First variant of the issue
After some time, one of the connected cameras silently stops feeding the XLink queue. The device remains connected via USB, there are no logs in system journal and dmesg that would indicate any other issues or correlating events. At the time the issue starts, there's a sudden drop in the Cpu Usage for LeonOS reported by the DepthAI when running with DEPTHAI_LEVEL=debug
. However, there's no error being reported by the library (full log added as an attachment). Once the issue starts, the queue is never going to be filled with data again, the only way is to restart the device and start the pipeline again.
$$
[184430105112B00E00] [1.2.1] [1490.429] [system] [info] Cpu Usage - LeonOS 18.15%, LeonRT: 3.91%
[184430105112B00E00] [1.2.1] [1491.430] [system] [info] Cpu Usage - LeonOS 18.17%, LeonRT: 3.88%
[184430105112B00E00] [1.2.1] [1492.431] [system] [info] Cpu Usage - LeonOS 17.90%, LeonRT: 3.88%
[184430105112B00E00] [1.2.1] [1493.432] [system] [info] Cpu Usage - LeonOS 12.05%, LeonRT: 1.86% # <-- issue starts
[184430105112B00E00] [1.2.1] [1494.433] [system] [info] Cpu Usage - LeonOS 10.09%, LeonRT: 1.10%
...
[184430105112B00E00] [1.2.1] [1501.440] [system] [info] Cpu Usage - LeonOS 10.71%, LeonRT: 1.07%
$$
Second variant of the issue
Sometimes the issue manifests as a RuntimeError
when calling tryGet()
which is possible to handle but happens too often to be a feasible approach:
$$
RuntimeError: Communication exception - possible device error/misconfiguration. Original message 'Couldn't read data from stream: 'rgb' (X_LINK_ERROR)'
$$
We've ran into these issues after switching from NVIDIA Xavier NX Devkits to Orin Nano Devkits as hosts for OAK cameras. We could reproduce the issue on two different Orin Nano units. All runtime environments were identical, provisioned with the same ansible playbooks. We've been able to run our system on Xavier NXs for days without any issues, compared to just minutes/hours on Orin Nanos, thus we can rule out cabling issues.
Software/hardware
Used cameras: a mix of OAK-D Pro and OAK-D Pro W (USB, 8 cameras total, using 4 at a time)

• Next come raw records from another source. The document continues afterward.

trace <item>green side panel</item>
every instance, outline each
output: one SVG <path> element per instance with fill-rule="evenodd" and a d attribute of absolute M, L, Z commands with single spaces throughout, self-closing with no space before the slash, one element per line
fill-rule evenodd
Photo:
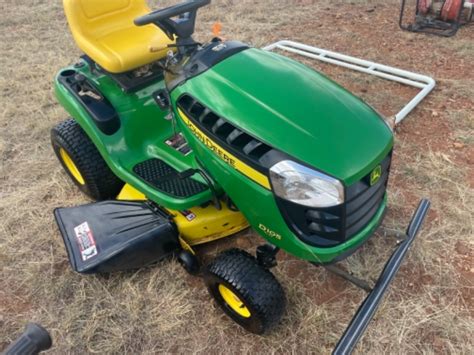
<path fill-rule="evenodd" d="M 231 56 L 176 92 L 190 93 L 346 185 L 370 173 L 393 146 L 390 129 L 362 100 L 303 64 L 260 49 Z"/>
<path fill-rule="evenodd" d="M 174 135 L 171 121 L 165 119 L 169 112 L 162 111 L 152 98 L 153 92 L 164 88 L 163 81 L 135 93 L 124 94 L 111 78 L 91 73 L 87 64 L 81 69 L 71 67 L 63 70 L 67 69 L 79 70 L 92 80 L 119 114 L 119 131 L 110 136 L 103 134 L 81 104 L 57 79 L 55 80 L 55 92 L 59 102 L 85 130 L 120 179 L 144 193 L 149 199 L 171 209 L 187 209 L 212 198 L 209 190 L 189 198 L 175 198 L 157 191 L 133 173 L 136 164 L 152 158 L 162 159 L 178 171 L 196 167 L 193 153 L 184 156 L 165 143 Z M 195 178 L 204 183 L 200 176 Z"/>

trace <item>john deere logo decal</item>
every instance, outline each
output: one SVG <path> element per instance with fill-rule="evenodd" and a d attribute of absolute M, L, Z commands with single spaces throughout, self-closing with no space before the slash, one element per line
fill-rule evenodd
<path fill-rule="evenodd" d="M 370 173 L 370 186 L 375 185 L 380 180 L 381 176 L 382 176 L 382 167 L 379 165 Z"/>

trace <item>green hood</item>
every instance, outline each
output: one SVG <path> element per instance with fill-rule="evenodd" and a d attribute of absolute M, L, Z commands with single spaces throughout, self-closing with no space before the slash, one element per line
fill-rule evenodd
<path fill-rule="evenodd" d="M 393 145 L 392 132 L 370 106 L 275 53 L 245 50 L 177 91 L 347 185 L 370 173 Z"/>

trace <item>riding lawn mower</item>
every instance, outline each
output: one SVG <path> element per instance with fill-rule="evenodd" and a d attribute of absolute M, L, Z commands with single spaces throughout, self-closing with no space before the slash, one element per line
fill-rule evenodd
<path fill-rule="evenodd" d="M 250 332 L 278 324 L 280 250 L 369 293 L 336 347 L 350 351 L 417 235 L 423 200 L 374 287 L 333 264 L 374 235 L 387 210 L 391 126 L 322 74 L 280 54 L 218 37 L 197 43 L 198 9 L 150 11 L 145 0 L 64 0 L 85 53 L 55 79 L 72 116 L 52 145 L 97 202 L 58 208 L 72 268 L 136 269 L 177 257 Z M 266 244 L 202 266 L 195 246 L 253 228 Z"/>

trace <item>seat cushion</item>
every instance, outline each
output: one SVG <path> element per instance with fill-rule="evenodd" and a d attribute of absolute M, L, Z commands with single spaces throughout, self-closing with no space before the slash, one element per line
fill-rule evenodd
<path fill-rule="evenodd" d="M 78 47 L 111 73 L 127 72 L 159 60 L 168 52 L 166 46 L 174 43 L 154 25 L 134 25 L 135 18 L 150 12 L 145 0 L 63 3 Z"/>
<path fill-rule="evenodd" d="M 167 44 L 173 43 L 158 28 L 130 27 L 81 42 L 81 49 L 102 68 L 123 73 L 166 56 Z M 150 48 L 163 48 L 150 51 Z"/>

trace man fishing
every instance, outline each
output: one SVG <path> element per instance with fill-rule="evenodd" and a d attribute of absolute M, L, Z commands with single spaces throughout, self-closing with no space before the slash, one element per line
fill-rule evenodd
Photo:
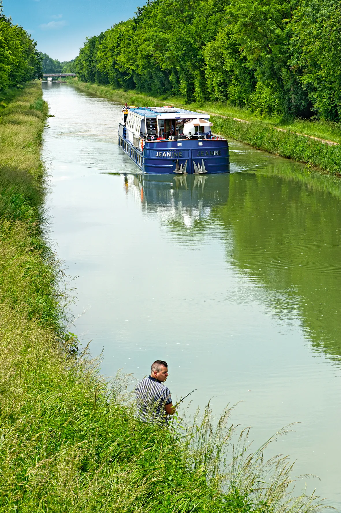
<path fill-rule="evenodd" d="M 124 107 L 123 107 L 123 113 L 124 114 L 123 121 L 124 121 L 125 124 L 126 123 L 126 122 L 127 121 L 127 118 L 128 117 L 128 113 L 129 111 L 129 109 L 128 107 L 128 104 L 126 102 L 126 103 L 124 104 Z"/>
<path fill-rule="evenodd" d="M 164 382 L 168 376 L 167 362 L 156 360 L 152 364 L 150 376 L 137 383 L 135 388 L 137 415 L 144 422 L 167 425 L 168 415 L 172 415 L 175 406 L 170 391 Z"/>

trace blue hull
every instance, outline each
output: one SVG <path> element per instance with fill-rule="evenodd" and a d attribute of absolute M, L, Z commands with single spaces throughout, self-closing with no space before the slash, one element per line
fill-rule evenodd
<path fill-rule="evenodd" d="M 118 144 L 144 173 L 173 174 L 184 170 L 188 174 L 230 172 L 229 145 L 225 140 L 146 141 L 143 151 L 121 135 Z"/>

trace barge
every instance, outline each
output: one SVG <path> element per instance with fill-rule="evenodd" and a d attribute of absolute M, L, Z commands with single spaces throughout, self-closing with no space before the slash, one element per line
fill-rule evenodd
<path fill-rule="evenodd" d="M 229 173 L 228 142 L 212 135 L 209 118 L 169 106 L 126 108 L 118 144 L 143 173 Z"/>

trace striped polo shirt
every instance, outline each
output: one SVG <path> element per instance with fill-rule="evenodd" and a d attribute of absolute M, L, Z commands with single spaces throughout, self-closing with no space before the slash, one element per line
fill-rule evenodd
<path fill-rule="evenodd" d="M 169 388 L 148 376 L 136 385 L 137 416 L 144 422 L 168 422 L 165 406 L 172 402 Z"/>

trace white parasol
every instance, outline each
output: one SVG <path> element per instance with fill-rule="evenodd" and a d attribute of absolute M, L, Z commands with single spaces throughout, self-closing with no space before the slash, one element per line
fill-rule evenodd
<path fill-rule="evenodd" d="M 210 123 L 208 120 L 203 120 L 200 117 L 196 117 L 194 120 L 190 120 L 184 125 L 184 134 L 188 135 L 190 132 L 191 133 L 195 133 L 195 127 L 198 127 L 198 134 L 199 133 L 199 127 L 211 127 L 213 124 Z"/>
<path fill-rule="evenodd" d="M 195 120 L 190 120 L 184 126 L 186 125 L 193 125 L 194 127 L 211 127 L 213 126 L 213 124 L 208 120 L 202 120 L 200 117 L 196 117 Z"/>

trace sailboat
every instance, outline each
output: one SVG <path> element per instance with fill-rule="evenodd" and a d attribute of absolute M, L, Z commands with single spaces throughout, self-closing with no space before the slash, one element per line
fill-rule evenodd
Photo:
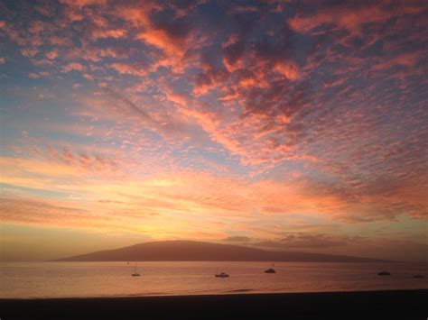
<path fill-rule="evenodd" d="M 140 274 L 138 272 L 136 272 L 136 262 L 135 262 L 135 269 L 134 270 L 134 273 L 131 275 L 133 277 L 140 277 Z"/>
<path fill-rule="evenodd" d="M 274 263 L 272 263 L 272 267 L 274 267 Z M 276 273 L 276 271 L 274 270 L 274 268 L 270 268 L 268 270 L 265 270 L 265 273 Z"/>

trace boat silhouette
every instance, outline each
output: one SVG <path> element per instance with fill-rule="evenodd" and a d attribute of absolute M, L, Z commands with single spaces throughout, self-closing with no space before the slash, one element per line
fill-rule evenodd
<path fill-rule="evenodd" d="M 380 271 L 379 273 L 377 273 L 377 276 L 390 276 L 391 275 L 391 272 L 388 272 L 388 271 Z"/>
<path fill-rule="evenodd" d="M 276 273 L 276 271 L 274 269 L 270 268 L 270 269 L 265 270 L 265 273 Z"/>

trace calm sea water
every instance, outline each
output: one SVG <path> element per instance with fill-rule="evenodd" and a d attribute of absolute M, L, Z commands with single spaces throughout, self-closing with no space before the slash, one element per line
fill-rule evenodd
<path fill-rule="evenodd" d="M 2 262 L 0 297 L 126 297 L 428 288 L 414 263 Z M 377 276 L 387 270 L 391 277 Z M 215 278 L 227 272 L 230 278 Z M 416 273 L 424 279 L 414 279 Z"/>

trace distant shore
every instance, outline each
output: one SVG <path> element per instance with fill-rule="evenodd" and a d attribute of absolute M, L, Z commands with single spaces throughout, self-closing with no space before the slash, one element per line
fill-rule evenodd
<path fill-rule="evenodd" d="M 427 289 L 0 299 L 1 319 L 379 318 L 426 319 Z"/>

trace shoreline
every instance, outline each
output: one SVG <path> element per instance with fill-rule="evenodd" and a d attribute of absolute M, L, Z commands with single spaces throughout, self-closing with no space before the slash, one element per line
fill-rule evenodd
<path fill-rule="evenodd" d="M 0 298 L 2 319 L 291 318 L 426 319 L 428 288 L 201 296 Z"/>

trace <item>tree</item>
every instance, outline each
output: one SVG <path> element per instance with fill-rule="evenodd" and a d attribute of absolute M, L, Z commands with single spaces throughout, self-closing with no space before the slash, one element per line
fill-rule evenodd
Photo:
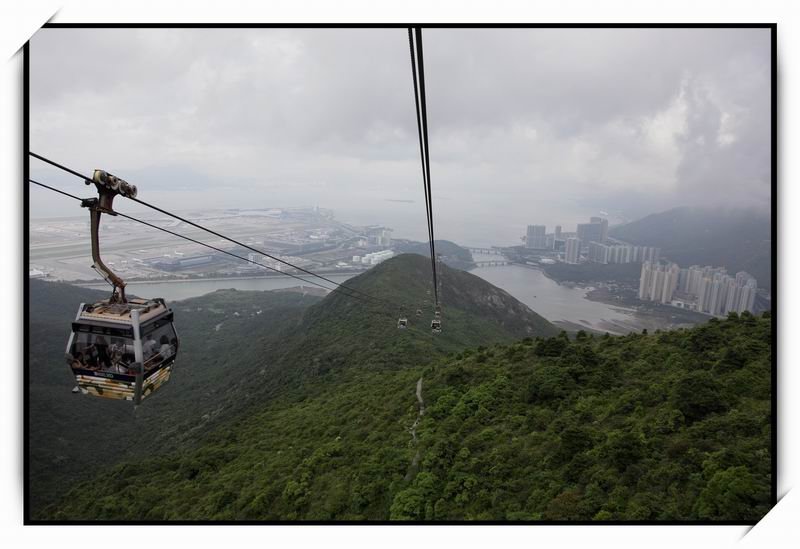
<path fill-rule="evenodd" d="M 675 385 L 672 393 L 675 406 L 689 422 L 725 410 L 719 384 L 704 370 L 689 372 Z"/>
<path fill-rule="evenodd" d="M 768 486 L 742 465 L 715 473 L 694 505 L 697 516 L 709 520 L 758 520 L 768 509 Z"/>

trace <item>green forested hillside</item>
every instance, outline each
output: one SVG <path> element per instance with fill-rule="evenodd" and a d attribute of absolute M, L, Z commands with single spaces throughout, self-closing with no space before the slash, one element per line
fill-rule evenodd
<path fill-rule="evenodd" d="M 769 212 L 674 208 L 611 228 L 631 244 L 656 246 L 680 264 L 723 266 L 747 271 L 760 288 L 771 287 L 772 224 Z"/>
<path fill-rule="evenodd" d="M 173 378 L 135 413 L 127 402 L 70 392 L 74 380 L 64 362 L 70 322 L 81 301 L 106 294 L 31 281 L 32 516 L 72 483 L 119 460 L 203 444 L 240 415 L 278 396 L 304 397 L 319 377 L 349 366 L 419 367 L 471 345 L 557 333 L 478 277 L 446 266 L 441 276 L 445 331 L 436 337 L 426 293 L 430 262 L 419 255 L 399 256 L 348 281 L 370 295 L 391 296 L 391 305 L 338 292 L 320 300 L 233 290 L 172 303 L 181 337 Z M 401 306 L 410 322 L 404 331 L 396 327 Z M 424 315 L 417 317 L 417 309 Z"/>
<path fill-rule="evenodd" d="M 117 465 L 45 515 L 755 521 L 770 504 L 770 342 L 769 315 L 745 314 L 404 368 L 356 352 L 202 444 Z"/>
<path fill-rule="evenodd" d="M 76 480 L 123 458 L 191 444 L 198 432 L 244 407 L 257 393 L 253 387 L 269 379 L 281 334 L 319 300 L 224 290 L 171 303 L 181 337 L 172 379 L 134 413 L 129 402 L 71 393 L 75 380 L 64 360 L 71 322 L 81 302 L 107 296 L 30 281 L 28 481 L 34 517 Z"/>
<path fill-rule="evenodd" d="M 419 254 L 425 257 L 431 256 L 428 242 L 408 242 L 395 241 L 392 246 L 400 253 Z M 462 248 L 455 242 L 449 240 L 436 240 L 436 254 L 448 267 L 467 271 L 475 267 L 472 254 L 466 248 Z"/>

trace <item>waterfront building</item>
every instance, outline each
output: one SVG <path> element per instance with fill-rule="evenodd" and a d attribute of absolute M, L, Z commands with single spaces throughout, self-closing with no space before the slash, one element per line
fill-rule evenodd
<path fill-rule="evenodd" d="M 546 250 L 547 236 L 545 232 L 547 228 L 544 225 L 528 225 L 528 231 L 525 237 L 525 247 L 533 250 Z M 552 249 L 552 245 L 550 246 Z"/>
<path fill-rule="evenodd" d="M 580 259 L 581 241 L 579 238 L 568 238 L 564 246 L 564 262 L 577 264 Z"/>

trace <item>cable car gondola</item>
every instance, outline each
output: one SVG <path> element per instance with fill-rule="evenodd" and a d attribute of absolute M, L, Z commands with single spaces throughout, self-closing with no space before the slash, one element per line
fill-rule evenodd
<path fill-rule="evenodd" d="M 431 331 L 434 334 L 442 333 L 442 308 L 437 305 L 433 313 L 433 320 L 431 320 Z"/>
<path fill-rule="evenodd" d="M 178 352 L 173 312 L 161 298 L 126 299 L 125 282 L 100 259 L 99 228 L 103 213 L 118 194 L 133 198 L 136 187 L 101 170 L 92 180 L 99 199 L 83 200 L 91 217 L 92 267 L 113 290 L 108 299 L 81 303 L 66 359 L 83 394 L 131 400 L 139 404 L 169 380 Z M 73 392 L 75 390 L 73 389 Z"/>

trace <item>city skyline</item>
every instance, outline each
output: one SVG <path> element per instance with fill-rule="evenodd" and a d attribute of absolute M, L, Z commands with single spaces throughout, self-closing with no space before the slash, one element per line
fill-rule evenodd
<path fill-rule="evenodd" d="M 766 30 L 425 37 L 443 238 L 518 242 L 531 209 L 552 226 L 601 210 L 630 220 L 681 205 L 769 204 Z M 154 56 L 164 44 L 173 55 Z M 380 218 L 404 237 L 425 235 L 401 30 L 43 29 L 30 51 L 33 150 L 119 174 L 171 209 L 313 196 L 354 223 Z M 97 71 L 115 74 L 102 96 L 75 76 Z M 484 72 L 496 86 L 480 85 Z M 80 188 L 37 163 L 32 173 Z M 32 206 L 63 211 L 39 191 Z M 486 241 L 473 219 L 492 220 Z"/>

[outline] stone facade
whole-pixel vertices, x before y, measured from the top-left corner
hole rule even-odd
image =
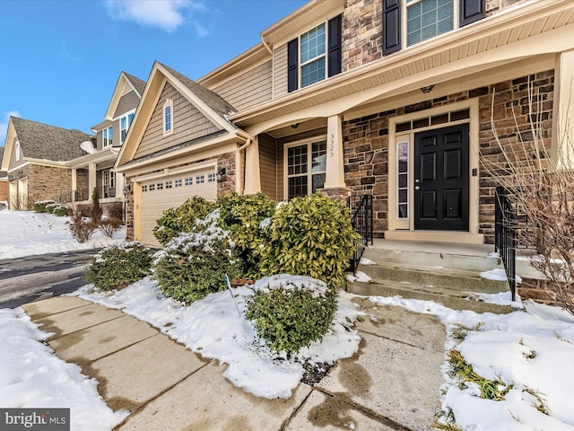
[[[236,163],[235,152],[220,154],[217,157],[197,160],[193,163],[181,163],[171,166],[171,169],[181,168],[184,166],[193,166],[194,164],[210,160],[217,160],[217,170],[220,171],[225,167],[225,175],[222,175],[217,179],[217,195],[224,195],[235,190],[236,183]],[[161,172],[161,170],[150,171],[145,174],[152,174]],[[129,185],[126,193],[126,238],[129,241],[134,240],[134,187],[132,185],[132,176],[126,177],[126,184]]]
[[[378,0],[346,0],[343,13],[343,71],[382,57],[383,3]]]
[[[521,146],[521,139],[526,145],[529,145],[533,136],[530,131],[528,85],[532,85],[535,94],[538,94],[541,101],[540,112],[538,112],[538,118],[541,119],[541,136],[549,144],[553,83],[554,72],[550,70],[344,122],[345,183],[355,195],[373,194],[375,236],[382,237],[384,231],[387,229],[388,119],[390,118],[478,98],[481,162],[500,163],[503,161],[504,156],[491,131],[491,110],[493,110],[495,129],[505,148],[509,151],[517,149],[518,145]],[[492,101],[493,95],[494,101]],[[422,117],[424,115],[422,112]],[[515,119],[518,125],[517,130],[515,127]],[[485,235],[485,241],[488,243],[492,243],[494,241],[495,187],[496,181],[485,170],[482,170],[478,203],[479,232]],[[471,202],[472,205],[476,203]]]

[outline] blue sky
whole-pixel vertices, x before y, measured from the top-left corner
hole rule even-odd
[[[307,0],[0,0],[0,146],[9,115],[91,133],[119,73],[198,79]]]

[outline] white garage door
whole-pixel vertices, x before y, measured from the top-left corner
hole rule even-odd
[[[192,196],[208,200],[217,197],[214,166],[142,181],[141,186],[139,240],[153,246],[160,245],[153,236],[153,228],[164,209],[178,207]]]

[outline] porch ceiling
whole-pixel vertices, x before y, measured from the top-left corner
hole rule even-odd
[[[396,94],[408,84],[437,84],[438,80],[450,79],[457,74],[464,75],[526,57],[560,52],[574,48],[573,23],[574,2],[529,3],[257,109],[234,114],[230,119],[250,133],[256,131],[249,128],[257,125],[258,133],[264,131],[258,129],[264,128],[262,125],[265,123],[276,123],[282,117],[296,118],[293,114],[318,105],[329,103],[331,110],[338,110],[327,114],[334,115],[389,92]],[[526,40],[527,43],[524,43]],[[473,58],[478,55],[482,55],[480,59]],[[445,75],[446,70],[450,75]],[[337,101],[336,107],[334,101]]]

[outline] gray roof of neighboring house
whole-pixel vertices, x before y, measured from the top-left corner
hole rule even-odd
[[[187,76],[181,75],[179,72],[173,70],[171,67],[165,66],[162,63],[158,62],[163,67],[168,69],[173,75],[178,78],[186,87],[187,87],[194,94],[204,101],[212,110],[217,112],[219,115],[227,119],[226,116],[231,112],[236,112],[237,110],[231,106],[225,99],[206,89],[203,85],[192,81]]]
[[[2,157],[4,157],[4,146],[0,146],[0,164],[2,164]],[[0,178],[6,178],[8,172],[5,171],[0,171]]]
[[[142,81],[140,78],[136,78],[133,75],[129,75],[126,72],[124,72],[124,75],[130,82],[130,84],[134,85],[135,91],[140,93],[140,97],[142,97],[142,95],[144,94],[144,89],[145,88],[145,81]]]
[[[11,117],[24,157],[67,162],[86,154],[80,148],[91,136],[80,130],[67,129]]]

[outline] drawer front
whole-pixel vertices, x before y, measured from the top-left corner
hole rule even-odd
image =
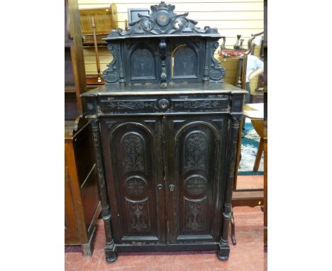
[[[162,96],[141,99],[104,97],[98,101],[101,114],[226,112],[231,110],[231,96]]]

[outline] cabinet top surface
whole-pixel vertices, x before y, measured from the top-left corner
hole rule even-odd
[[[81,94],[81,96],[172,95],[172,94],[245,94],[248,92],[227,83],[177,84],[167,89],[155,84],[133,84],[128,85],[101,86]]]

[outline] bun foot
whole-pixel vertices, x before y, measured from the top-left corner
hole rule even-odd
[[[118,259],[118,253],[116,252],[109,252],[107,254],[108,255],[106,256],[106,260],[108,262],[114,262]]]

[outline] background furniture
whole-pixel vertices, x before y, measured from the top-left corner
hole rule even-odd
[[[264,32],[260,32],[256,34],[253,34],[251,35],[251,38],[249,39],[248,42],[248,50],[243,55],[243,63],[242,63],[242,75],[241,75],[240,83],[241,83],[242,89],[245,89],[245,76],[246,76],[248,55],[249,54],[251,54],[253,52],[253,48],[255,48],[253,40],[255,40],[255,38],[257,36],[260,36],[263,35],[263,33]],[[262,45],[263,43],[261,43],[261,44]],[[265,61],[265,67],[266,66],[266,64],[267,62]],[[262,89],[261,91],[261,93],[262,94],[263,94],[264,93],[262,92]],[[253,94],[253,92],[251,92],[250,94]],[[254,94],[253,96],[257,96],[257,94]],[[260,94],[259,94],[258,96],[260,96]],[[260,117],[262,118],[262,116],[260,116]],[[260,122],[260,121],[258,121],[258,122]],[[254,123],[253,123],[253,124]],[[257,124],[257,121],[256,121],[256,124]],[[240,128],[239,130],[239,133],[238,135],[238,146],[237,146],[237,155],[236,155],[236,165],[237,165],[236,169],[237,170],[236,170],[236,175],[234,178],[232,203],[233,203],[233,206],[249,206],[250,207],[255,207],[256,206],[261,206],[262,204],[264,204],[265,202],[267,202],[266,200],[265,201],[265,195],[267,196],[267,194],[265,194],[265,189],[267,189],[265,187],[265,185],[264,185],[264,187],[262,189],[260,189],[260,189],[238,189],[237,188],[238,169],[238,165],[240,164],[240,155],[241,155],[241,133],[242,133],[243,125],[244,125],[244,123],[243,123],[243,120],[241,119],[240,121]],[[259,130],[261,132],[261,129],[259,129]],[[266,144],[264,144],[264,142],[265,142]],[[267,140],[265,141],[263,141],[263,148],[265,147],[267,148]],[[260,144],[260,145],[262,147],[261,144]],[[260,148],[260,150],[262,150],[262,148]],[[260,150],[260,149],[258,150]],[[259,153],[258,154],[259,155]],[[260,155],[261,155],[261,153],[260,153]],[[256,157],[256,159],[257,159],[257,157]],[[258,165],[259,165],[259,162],[258,162]],[[266,170],[267,169],[265,166],[265,168],[264,168],[265,174],[266,173]],[[265,209],[267,209],[267,208],[265,209]],[[233,216],[232,216],[232,220],[231,220],[231,232],[232,232],[233,243],[236,244],[236,240],[235,233],[235,233],[235,221],[234,221]]]
[[[101,211],[91,128],[79,95],[87,91],[77,1],[65,1],[65,245],[81,245],[91,256]]]
[[[95,50],[98,50],[99,46],[106,45],[102,39],[111,29],[118,28],[118,11],[115,4],[111,4],[107,8],[79,9],[79,18],[82,45],[84,48],[94,47]],[[92,18],[95,26],[95,38],[94,38]],[[89,89],[94,87],[95,85],[104,84],[104,79],[101,79],[101,82],[99,80],[98,74],[87,75],[86,78]]]
[[[243,55],[243,67],[241,71],[241,87],[244,89],[245,88],[245,72],[246,72],[246,65],[247,65],[247,56],[249,54],[251,54],[253,52],[253,43],[255,38],[258,35],[261,35],[263,34],[263,32],[260,32],[257,34],[253,34],[251,38],[248,40],[248,50]],[[242,128],[242,120],[240,121],[240,126]],[[241,150],[241,132],[240,129],[238,134],[238,148],[237,148],[237,157],[236,157],[236,164],[237,169],[238,168],[238,165],[240,164],[240,150]],[[251,207],[255,207],[256,206],[262,205],[264,202],[264,192],[263,189],[238,189],[237,188],[237,179],[238,179],[238,170],[236,172],[236,177],[234,178],[234,185],[233,185],[233,206],[250,206]]]
[[[91,136],[85,118],[65,122],[65,245],[81,245],[84,256],[92,255],[101,209]]]
[[[260,143],[253,171],[258,171],[264,149],[265,142],[267,142],[267,131],[264,126],[264,104],[247,104],[243,106],[243,114],[250,119],[256,133],[260,136]]]
[[[174,9],[161,2],[127,32],[112,31],[105,86],[82,95],[109,262],[122,251],[217,250],[228,258],[245,92],[223,84],[216,29],[198,28]]]

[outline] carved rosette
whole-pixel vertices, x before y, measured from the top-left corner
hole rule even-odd
[[[114,37],[131,36],[135,35],[150,34],[178,34],[178,33],[198,33],[198,34],[218,34],[215,28],[205,26],[204,29],[195,26],[196,21],[187,18],[188,13],[177,14],[174,13],[175,6],[166,4],[164,1],[158,5],[150,7],[150,15],[138,13],[139,19],[129,23],[129,29],[123,31],[121,28],[114,30],[106,38],[111,39]]]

Working hosts: 2 x Jetson Xavier NX 8GB Devkit (tested Jetpack 5.1.1 and 5.1.2)
Failing hosts: 2 x Jetson Orin Nano 8GB Devkit (tested Jetpack 5.1.1 and 5.1.2)
Python: 3.11
DepthAI: 2.23.0.0
For some reason I'm unable to attach the logs and reproduction script directly to the post because neither .py, .txt, .zip or .tar.gz were accepted:
I've uploaded the archive to gdrive:
Please let me know if there's another preferred way of sharing files.